In fact transmisogyny affects cis people just as much as trans people. A cis woman in Florida was not seen as female enough and was sent to an all-male prison for ten hours. I would argue that the most useful definition of gender is one that gives priority to the safety of women, trans and cis. Given that trans women experience violence at the hands of patriarchy, surely this is enough reason for them to be able to use women’s spaces.
Women-only spaces are specifically for women because they need to have a space to protect themselves from men in our patriarchal society.
The withering away of gender
I am both a Marxist and a trans woman. My life experience has led me to consider the following metaphor: If we must use the dictatorship of the proletariat to overcome the class antagonism, in order to build a stateless society, surely the same could apply to gender?
There is a specific reason people identify as trans and not as non-binary. Our gender society still has specific social markers and habits that cause one set of expressions to be gendered as feminine and others as masculine. However, I believe as a Marxist and feminist that the end goal of our politics ought to be the creation of a stateless, classless and perhaps genderless society.
Yet, just as we critique the anarchists for misunderstanding how class relations operate and the need for a workers’ state, I feel that there are often socialists who expect trans people to reject gender roles but not allow us to identify and enjoy the dignity of the gender we identify as.

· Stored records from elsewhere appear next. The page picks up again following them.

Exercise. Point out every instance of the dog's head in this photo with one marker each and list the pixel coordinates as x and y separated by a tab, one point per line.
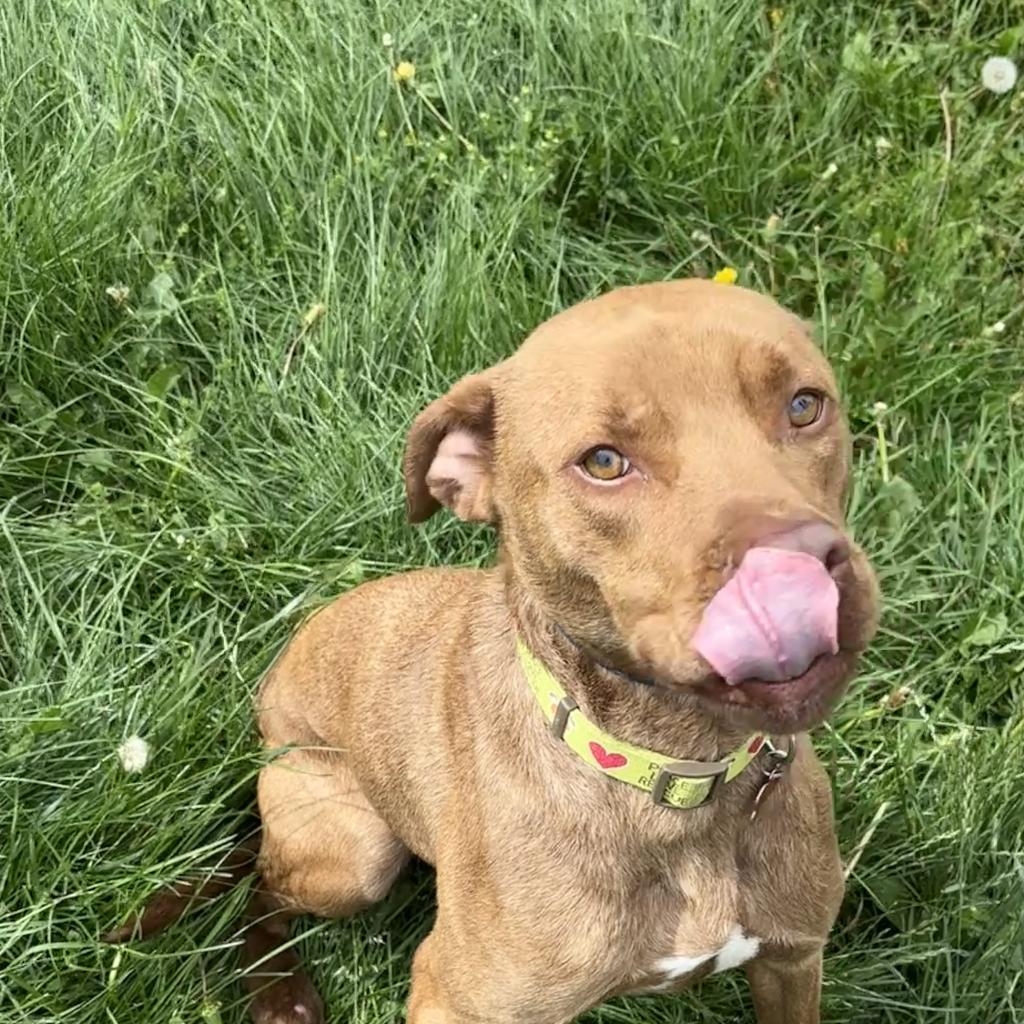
668	466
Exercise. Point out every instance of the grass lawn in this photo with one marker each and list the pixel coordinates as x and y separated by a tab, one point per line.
237	256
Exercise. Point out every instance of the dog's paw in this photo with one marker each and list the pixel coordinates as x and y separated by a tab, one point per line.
291	1000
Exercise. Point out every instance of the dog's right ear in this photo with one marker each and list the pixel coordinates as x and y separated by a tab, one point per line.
449	454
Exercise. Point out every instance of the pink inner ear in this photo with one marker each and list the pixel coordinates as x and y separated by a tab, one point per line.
457	476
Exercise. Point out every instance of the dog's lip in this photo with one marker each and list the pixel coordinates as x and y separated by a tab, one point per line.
823	673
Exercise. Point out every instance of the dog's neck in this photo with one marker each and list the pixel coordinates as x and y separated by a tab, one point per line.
650	716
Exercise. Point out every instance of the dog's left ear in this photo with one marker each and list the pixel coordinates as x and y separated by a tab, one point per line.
449	454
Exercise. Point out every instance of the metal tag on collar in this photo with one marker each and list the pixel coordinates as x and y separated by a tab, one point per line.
778	761
694	771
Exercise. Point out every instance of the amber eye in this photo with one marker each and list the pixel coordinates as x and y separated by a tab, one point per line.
605	464
806	408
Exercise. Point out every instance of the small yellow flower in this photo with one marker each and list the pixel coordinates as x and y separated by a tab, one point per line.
312	314
404	72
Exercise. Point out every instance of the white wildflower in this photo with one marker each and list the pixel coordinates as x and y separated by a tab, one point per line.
133	755
998	75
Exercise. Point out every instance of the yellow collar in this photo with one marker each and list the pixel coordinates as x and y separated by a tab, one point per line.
673	783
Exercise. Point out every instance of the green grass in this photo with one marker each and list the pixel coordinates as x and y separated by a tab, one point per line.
184	471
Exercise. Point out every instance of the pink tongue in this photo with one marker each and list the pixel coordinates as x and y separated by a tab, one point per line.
771	620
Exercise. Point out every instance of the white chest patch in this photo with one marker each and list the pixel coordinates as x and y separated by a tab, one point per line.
737	949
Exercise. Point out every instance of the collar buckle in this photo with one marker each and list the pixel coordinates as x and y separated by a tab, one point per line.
565	708
711	771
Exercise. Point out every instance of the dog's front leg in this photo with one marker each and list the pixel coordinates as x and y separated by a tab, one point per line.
786	991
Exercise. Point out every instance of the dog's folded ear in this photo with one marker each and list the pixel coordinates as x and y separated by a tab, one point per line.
449	454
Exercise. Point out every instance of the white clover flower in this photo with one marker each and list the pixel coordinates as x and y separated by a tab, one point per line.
133	755
998	75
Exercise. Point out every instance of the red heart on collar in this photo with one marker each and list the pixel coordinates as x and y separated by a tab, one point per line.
606	760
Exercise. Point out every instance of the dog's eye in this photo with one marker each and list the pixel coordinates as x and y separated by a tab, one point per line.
604	464
806	408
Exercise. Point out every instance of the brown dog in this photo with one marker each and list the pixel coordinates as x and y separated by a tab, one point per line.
667	468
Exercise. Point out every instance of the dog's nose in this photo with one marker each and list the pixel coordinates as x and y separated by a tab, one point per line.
813	537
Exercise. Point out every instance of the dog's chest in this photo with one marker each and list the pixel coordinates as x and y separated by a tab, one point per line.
669	972
706	937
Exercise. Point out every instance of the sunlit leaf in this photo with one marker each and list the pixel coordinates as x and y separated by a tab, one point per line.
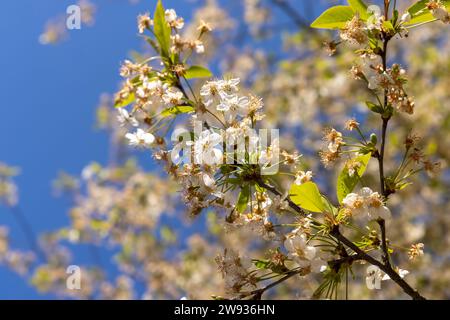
176	110
197	72
334	18
308	197
162	29
346	183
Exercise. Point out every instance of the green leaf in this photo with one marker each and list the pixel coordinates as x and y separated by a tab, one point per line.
420	13
176	110
131	98
345	183
162	29
197	72
308	197
360	7
243	199
334	18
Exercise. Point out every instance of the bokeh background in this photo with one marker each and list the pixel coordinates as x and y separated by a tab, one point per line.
49	95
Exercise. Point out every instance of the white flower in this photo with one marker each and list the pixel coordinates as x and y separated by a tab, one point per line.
124	118
207	148
140	138
173	96
401	272
199	47
231	105
173	20
212	90
302	177
442	14
406	17
376	207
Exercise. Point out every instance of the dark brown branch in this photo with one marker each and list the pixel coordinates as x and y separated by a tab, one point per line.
386	268
360	254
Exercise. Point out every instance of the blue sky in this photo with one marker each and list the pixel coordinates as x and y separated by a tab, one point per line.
48	97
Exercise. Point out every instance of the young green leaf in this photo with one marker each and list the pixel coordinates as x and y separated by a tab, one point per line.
334	18
162	29
176	110
243	199
123	103
345	182
197	72
360	7
308	197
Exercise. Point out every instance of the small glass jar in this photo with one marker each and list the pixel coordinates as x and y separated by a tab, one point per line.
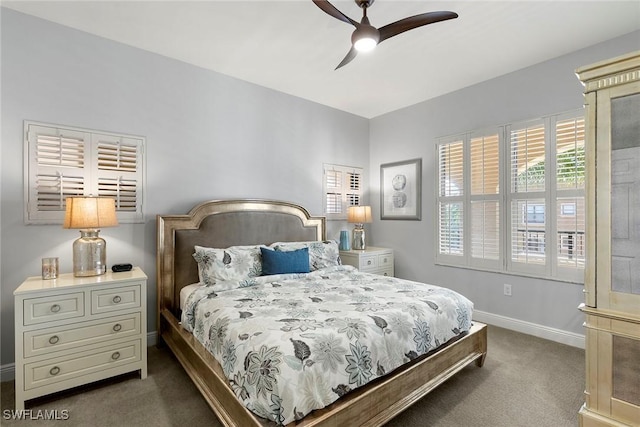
49	268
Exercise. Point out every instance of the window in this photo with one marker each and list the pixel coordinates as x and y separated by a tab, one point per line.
62	162
342	187
504	193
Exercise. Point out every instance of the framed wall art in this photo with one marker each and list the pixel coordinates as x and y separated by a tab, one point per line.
401	190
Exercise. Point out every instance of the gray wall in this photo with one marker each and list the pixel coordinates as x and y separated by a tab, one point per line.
208	136
547	88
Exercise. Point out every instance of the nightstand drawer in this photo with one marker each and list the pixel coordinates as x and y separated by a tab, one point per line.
77	365
113	299
80	335
385	260
386	271
368	262
50	309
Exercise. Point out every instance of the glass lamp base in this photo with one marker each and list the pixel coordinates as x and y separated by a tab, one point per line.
89	254
358	239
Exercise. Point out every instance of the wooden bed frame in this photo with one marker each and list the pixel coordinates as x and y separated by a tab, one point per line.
225	223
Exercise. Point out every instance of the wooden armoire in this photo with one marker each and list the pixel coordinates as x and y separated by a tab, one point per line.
612	273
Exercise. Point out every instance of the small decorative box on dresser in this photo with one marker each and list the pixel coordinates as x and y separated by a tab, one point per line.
71	331
370	260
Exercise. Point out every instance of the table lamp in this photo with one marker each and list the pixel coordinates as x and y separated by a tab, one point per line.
359	215
89	214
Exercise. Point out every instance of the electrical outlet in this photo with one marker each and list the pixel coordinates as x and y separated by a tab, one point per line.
507	289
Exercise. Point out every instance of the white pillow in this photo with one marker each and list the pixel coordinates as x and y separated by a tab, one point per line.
232	263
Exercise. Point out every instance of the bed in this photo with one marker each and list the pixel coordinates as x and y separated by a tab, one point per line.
262	223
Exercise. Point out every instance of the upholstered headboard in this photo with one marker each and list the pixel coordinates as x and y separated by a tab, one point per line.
220	224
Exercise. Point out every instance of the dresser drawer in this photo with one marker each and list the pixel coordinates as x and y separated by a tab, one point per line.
114	299
50	340
51	371
50	309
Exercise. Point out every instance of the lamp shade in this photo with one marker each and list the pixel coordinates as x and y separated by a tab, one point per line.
359	214
90	213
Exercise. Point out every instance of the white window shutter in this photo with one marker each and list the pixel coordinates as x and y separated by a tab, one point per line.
61	162
451	212
57	168
342	187
119	172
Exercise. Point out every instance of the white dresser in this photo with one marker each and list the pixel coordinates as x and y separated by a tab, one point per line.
71	331
370	260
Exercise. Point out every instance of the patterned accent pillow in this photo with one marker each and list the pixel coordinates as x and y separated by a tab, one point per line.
233	263
321	254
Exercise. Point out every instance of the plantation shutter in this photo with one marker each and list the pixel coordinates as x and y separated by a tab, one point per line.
62	162
451	199
342	187
120	172
56	169
485	200
528	210
570	197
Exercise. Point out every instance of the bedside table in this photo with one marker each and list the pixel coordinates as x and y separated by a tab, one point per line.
71	331
370	260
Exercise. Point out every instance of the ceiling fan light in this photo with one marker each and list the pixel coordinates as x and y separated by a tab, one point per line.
365	44
365	37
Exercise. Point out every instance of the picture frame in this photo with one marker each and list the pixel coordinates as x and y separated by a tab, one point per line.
401	190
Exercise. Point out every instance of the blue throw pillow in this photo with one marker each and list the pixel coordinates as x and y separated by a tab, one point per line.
282	262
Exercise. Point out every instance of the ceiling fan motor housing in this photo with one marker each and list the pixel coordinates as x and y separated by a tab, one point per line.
364	3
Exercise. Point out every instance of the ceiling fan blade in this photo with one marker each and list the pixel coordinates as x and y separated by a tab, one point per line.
350	55
330	9
412	22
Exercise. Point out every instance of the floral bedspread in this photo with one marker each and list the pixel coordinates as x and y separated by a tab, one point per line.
293	343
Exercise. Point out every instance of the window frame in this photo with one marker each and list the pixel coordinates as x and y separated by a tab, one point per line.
553	197
102	163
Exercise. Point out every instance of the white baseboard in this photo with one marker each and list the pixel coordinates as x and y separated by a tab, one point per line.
540	331
8	371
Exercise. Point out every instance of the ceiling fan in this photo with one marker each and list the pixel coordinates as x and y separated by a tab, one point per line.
366	36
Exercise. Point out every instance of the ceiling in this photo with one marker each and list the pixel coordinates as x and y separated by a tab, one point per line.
293	47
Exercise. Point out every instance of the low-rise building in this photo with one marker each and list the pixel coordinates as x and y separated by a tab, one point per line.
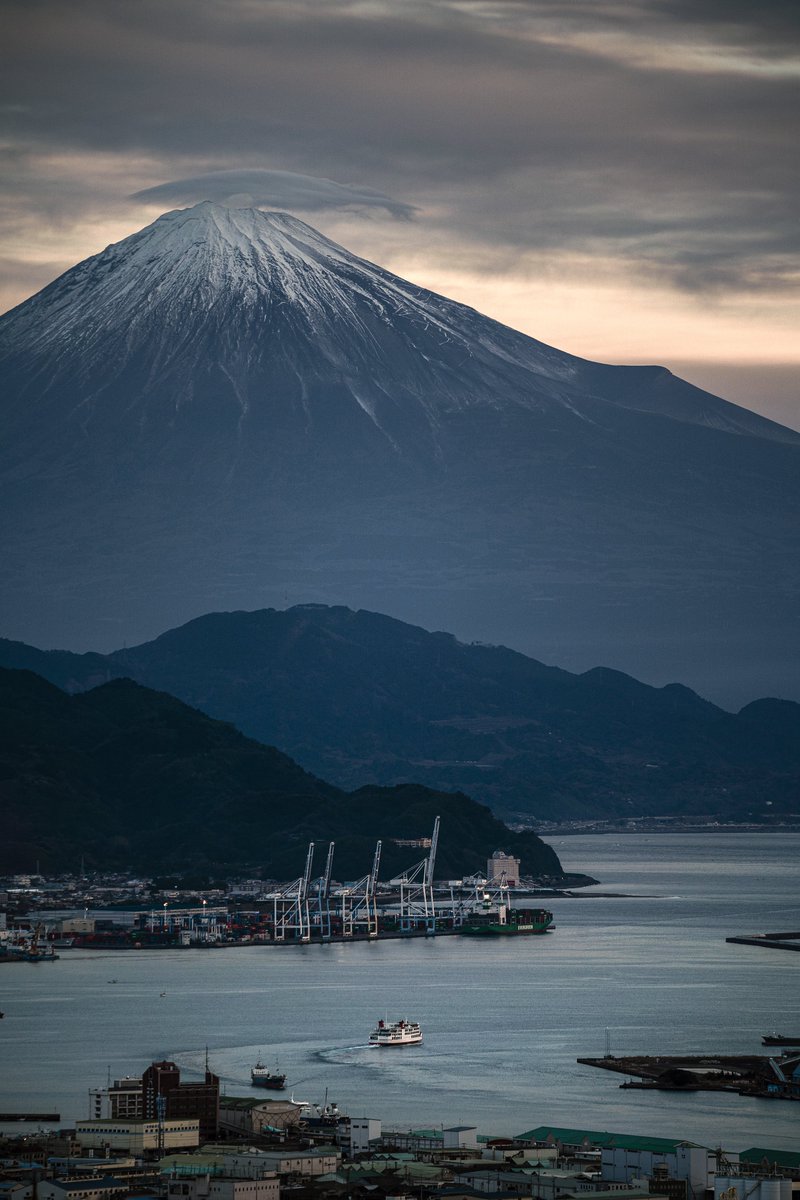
137	1137
251	1115
206	1187
80	1189
362	1132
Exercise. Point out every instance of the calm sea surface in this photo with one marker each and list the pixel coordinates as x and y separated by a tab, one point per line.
504	1021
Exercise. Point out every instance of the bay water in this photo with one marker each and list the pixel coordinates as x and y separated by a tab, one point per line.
637	964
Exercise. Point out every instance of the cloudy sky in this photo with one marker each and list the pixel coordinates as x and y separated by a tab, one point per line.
618	178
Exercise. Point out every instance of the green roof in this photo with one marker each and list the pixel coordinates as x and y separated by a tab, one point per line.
781	1157
597	1139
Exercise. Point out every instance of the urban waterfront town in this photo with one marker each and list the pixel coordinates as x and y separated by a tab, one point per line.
168	1133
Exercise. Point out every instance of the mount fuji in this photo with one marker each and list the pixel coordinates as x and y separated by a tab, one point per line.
229	411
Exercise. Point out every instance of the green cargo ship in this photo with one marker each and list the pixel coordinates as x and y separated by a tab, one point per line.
504	922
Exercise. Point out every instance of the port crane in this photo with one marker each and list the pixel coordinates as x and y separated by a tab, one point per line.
359	906
322	907
416	905
290	912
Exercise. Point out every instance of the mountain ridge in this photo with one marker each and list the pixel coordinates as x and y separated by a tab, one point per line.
359	699
122	777
191	425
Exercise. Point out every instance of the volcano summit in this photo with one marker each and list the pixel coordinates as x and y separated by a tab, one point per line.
229	411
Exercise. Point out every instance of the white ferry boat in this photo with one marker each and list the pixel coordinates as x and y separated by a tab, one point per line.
396	1033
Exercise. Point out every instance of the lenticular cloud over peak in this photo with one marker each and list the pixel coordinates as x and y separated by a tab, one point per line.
271	189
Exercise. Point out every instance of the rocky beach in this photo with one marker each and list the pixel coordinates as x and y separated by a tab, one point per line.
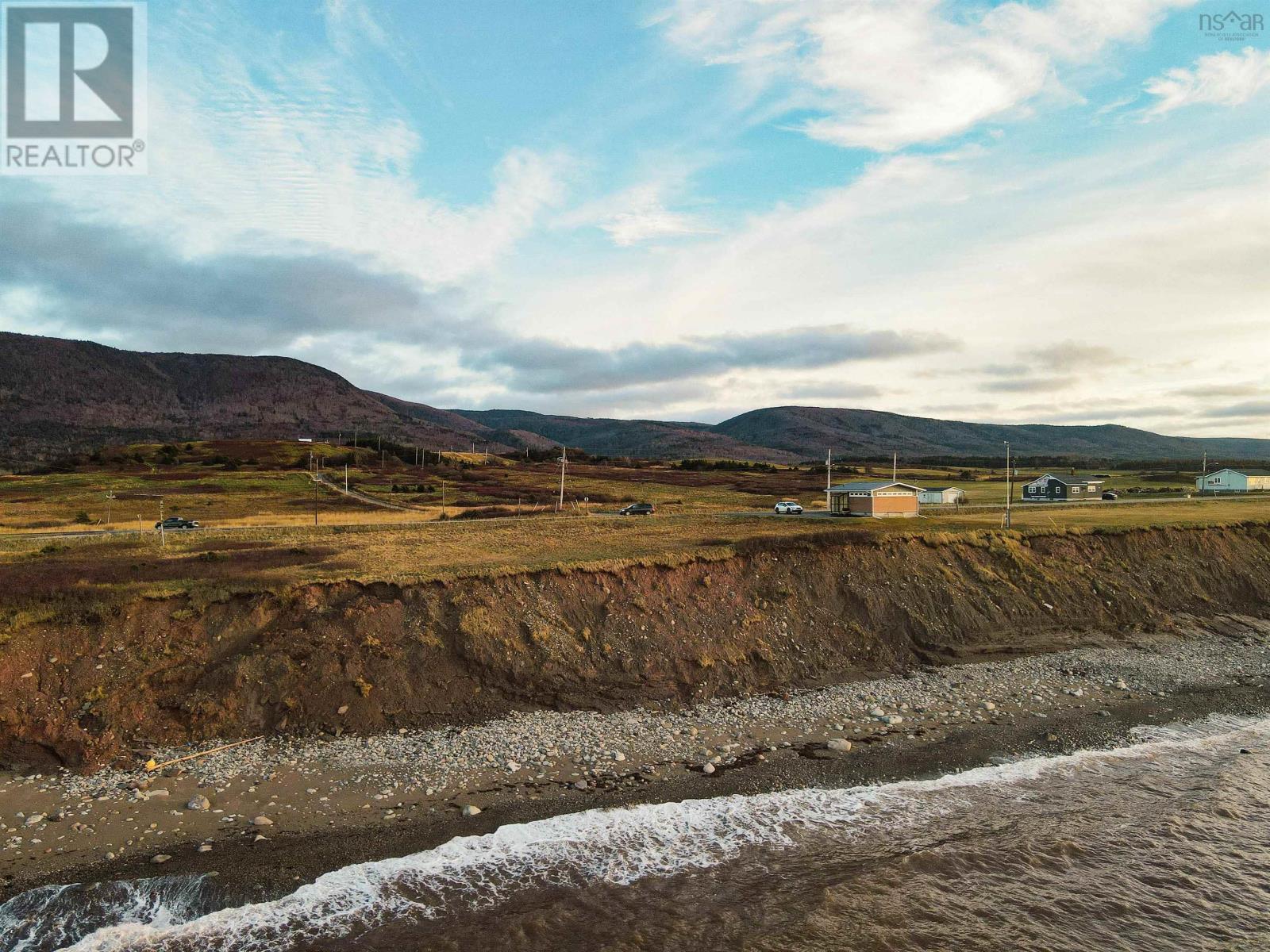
264	816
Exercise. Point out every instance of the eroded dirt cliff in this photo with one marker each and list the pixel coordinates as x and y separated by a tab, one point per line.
361	658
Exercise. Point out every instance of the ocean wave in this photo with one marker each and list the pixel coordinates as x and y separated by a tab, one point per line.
618	847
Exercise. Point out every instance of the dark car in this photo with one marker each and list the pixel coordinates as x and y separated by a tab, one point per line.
175	522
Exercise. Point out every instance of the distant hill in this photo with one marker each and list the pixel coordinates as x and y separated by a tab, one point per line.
808	431
59	397
647	438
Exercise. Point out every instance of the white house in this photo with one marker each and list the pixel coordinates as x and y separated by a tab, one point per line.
940	495
1235	482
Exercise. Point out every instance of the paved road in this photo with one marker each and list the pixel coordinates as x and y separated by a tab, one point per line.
746	513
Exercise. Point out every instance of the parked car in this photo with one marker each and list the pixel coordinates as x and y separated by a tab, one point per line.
175	522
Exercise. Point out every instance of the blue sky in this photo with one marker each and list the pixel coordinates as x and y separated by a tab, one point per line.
1049	211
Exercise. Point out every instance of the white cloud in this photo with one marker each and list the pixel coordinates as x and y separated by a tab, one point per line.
1073	264
886	75
1219	79
637	216
260	148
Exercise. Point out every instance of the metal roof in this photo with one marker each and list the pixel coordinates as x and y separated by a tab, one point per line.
1071	480
870	486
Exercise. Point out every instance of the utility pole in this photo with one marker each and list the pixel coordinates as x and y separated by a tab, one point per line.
1010	486
829	479
564	460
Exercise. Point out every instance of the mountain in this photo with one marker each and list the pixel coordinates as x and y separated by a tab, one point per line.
59	397
810	431
648	438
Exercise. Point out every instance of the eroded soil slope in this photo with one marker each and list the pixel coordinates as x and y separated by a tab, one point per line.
360	658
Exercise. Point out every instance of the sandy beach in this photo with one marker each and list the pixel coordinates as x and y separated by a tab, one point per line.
268	816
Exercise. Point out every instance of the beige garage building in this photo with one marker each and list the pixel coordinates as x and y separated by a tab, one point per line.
876	499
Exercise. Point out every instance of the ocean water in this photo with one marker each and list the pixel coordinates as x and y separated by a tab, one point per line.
1160	844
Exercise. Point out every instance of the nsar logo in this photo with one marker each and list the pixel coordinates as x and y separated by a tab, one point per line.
1232	25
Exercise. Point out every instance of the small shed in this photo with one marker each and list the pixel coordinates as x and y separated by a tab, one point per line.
1242	480
941	495
880	501
1064	489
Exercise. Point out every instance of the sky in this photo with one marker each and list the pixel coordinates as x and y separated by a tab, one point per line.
1045	211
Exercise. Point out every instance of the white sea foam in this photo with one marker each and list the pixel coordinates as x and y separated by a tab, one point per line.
615	847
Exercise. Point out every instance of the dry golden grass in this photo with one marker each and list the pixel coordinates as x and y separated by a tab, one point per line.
74	578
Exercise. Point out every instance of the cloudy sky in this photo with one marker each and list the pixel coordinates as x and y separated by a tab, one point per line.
1048	211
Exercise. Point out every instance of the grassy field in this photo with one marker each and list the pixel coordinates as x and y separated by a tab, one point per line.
232	484
73	578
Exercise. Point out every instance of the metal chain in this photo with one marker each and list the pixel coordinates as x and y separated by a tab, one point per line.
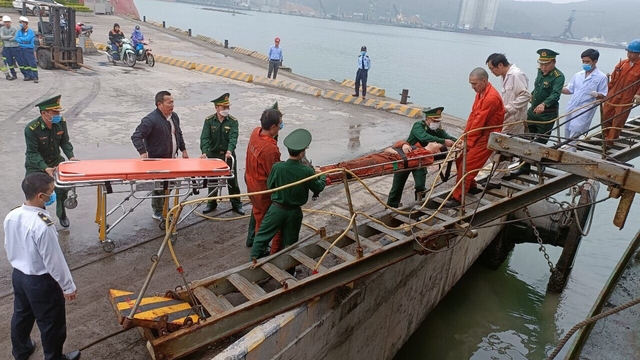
539	239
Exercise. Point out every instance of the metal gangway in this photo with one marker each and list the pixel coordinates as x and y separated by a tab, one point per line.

Therefore I want to propose the withering away of gender, along with the withering away of the state. I only mean as a philosophical metaphor, rather than a new theory of gender that we must follow. Having said that, just as with class antagonism, once we have overcome gender by allowing all people to take control of their bodies and identities at the expense of our patriarchal capitalist society, the need for a distinction between genders will become purely academic.
While I am a gender abolitionist, I see this withering away of gender being fulfilled by the reconfigurations of the economic conditions that prevent trans people from self-actualising
Economic conditions prevent us from transitioning or cause people to scapegoat us and allow us to be the victims of discrimination, ostracisation, and violence.